過去20年間で劇的に戦力を拡大した中国海軍が、東シナ海と南シナ海で軍事活動を強化している状況に対し、バノン氏は深い懸念を表明しています。彼はこれらの活動を単なる「演習」ではなく、「リハーサル」であると表現し、これを明確な警告信号として認識すべきだと主張します。バノン氏の見立てでは、日本、韓国、米国が組織的に海軍防衛計画を策定し、中国の侵攻に対抗する体制を整えなければ、2027年に台湾有事が起きる可能性は非常に高いとのことです。中国の経済が悪化する中で、習近平国家主席が民族主義を再燃させようとすれば、ますます危険な存在となるだろうと分析。日米韓が同盟国として一致団結して行動しない限り、2027年は非常に危険な年になるだろうと警告しました。

米国の断固たる介入姿勢と道義的義務

米軍が台湾有事に軍事介入すべきかという問いに対し、バノン氏は「疑いの余地がない」と断言しました。米国は台湾に対するいかなる攻撃も撃退するという立場を明確に、そして断固として示す必要があるとし、弱さを見せれば中国共産党の更なる侵略を招くだけだと強調しました。彼は中国共産党をいかなるレベルでも信頼できないと述べています。バノン氏自身の経験として、1977年から80年にかけて海軍将校として第7艦隊の駆逐艦で南シナ海と台湾海峡をパトロールし、日本への寄港も経験したことを明かし、中国の海軍力の急激な強化は誰にとっても衝撃的だと語りました。この状況において、米国には選択の余地はなく、道義的義務や民主主義と自由の防衛を放置することはできないとの強い信念を示しています。

MAGAの真意:国家安全保障への「非介入主義」

自身の関わるMAGA(メイク・アメリカ・グレート・アゲイン)運動について、バノン氏は、それが「孤立主義者ではない」と明確にしました。また、平和主義者でも反戦主義者でもないと述べ、MAGAの真意は、米国にとって死活的に重要な国家安全保障上の利益に直接関係しない領域においては「非介入主義」であると定義しました。

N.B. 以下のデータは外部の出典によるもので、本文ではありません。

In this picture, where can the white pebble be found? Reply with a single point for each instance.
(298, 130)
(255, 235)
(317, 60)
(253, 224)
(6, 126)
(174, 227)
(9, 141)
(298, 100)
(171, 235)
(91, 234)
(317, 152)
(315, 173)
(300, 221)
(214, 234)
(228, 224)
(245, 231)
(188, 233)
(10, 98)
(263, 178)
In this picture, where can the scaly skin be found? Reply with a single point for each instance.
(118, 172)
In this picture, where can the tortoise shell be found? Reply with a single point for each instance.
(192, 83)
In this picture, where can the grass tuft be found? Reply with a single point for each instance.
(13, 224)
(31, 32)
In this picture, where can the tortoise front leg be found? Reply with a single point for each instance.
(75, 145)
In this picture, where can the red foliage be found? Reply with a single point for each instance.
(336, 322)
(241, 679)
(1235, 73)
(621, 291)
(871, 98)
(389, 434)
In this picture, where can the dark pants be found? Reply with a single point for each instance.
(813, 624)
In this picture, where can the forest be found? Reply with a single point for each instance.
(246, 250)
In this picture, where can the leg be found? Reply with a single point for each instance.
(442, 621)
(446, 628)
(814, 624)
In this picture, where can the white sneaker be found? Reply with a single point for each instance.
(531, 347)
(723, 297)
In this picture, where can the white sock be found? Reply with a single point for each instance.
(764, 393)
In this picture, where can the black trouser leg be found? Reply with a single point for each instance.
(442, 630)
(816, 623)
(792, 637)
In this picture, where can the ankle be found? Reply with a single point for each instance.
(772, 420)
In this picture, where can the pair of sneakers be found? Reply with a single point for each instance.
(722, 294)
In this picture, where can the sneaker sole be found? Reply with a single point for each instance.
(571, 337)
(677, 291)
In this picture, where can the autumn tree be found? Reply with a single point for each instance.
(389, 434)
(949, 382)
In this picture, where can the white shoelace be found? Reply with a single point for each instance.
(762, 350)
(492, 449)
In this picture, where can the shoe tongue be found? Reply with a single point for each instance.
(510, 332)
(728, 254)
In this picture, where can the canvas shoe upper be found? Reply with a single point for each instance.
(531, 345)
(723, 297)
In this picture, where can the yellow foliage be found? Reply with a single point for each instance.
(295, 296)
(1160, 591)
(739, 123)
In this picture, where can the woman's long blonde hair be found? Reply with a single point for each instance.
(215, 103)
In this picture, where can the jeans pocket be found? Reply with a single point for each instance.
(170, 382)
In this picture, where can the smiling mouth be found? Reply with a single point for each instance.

これは、誤解されがちなMAGAの外交政策スタンスを再確認するものです。

結論

スティーブ・バノン氏のインタビューは、台湾有事が単なる地域問題ではなく、世界経済と民主主義の根幹に関わる地球規模の危機であることを浮き彫りにしました。彼の「2027年」という具体的な年への言及と、日米韓の同盟国間での組織的な防衛計画の必要性の強調は、現在の国際情勢がいかに緊迫しているかを示しています。中国の軍事拡大と民族主義の高まりに対し、米国が断固たる意志を示すこと、そして日本を含む同盟国が一致団結して行動することが、地域の平和と安定、ひいては自由な世界秩序を守るための不可欠な要素であると強く訴えかけました。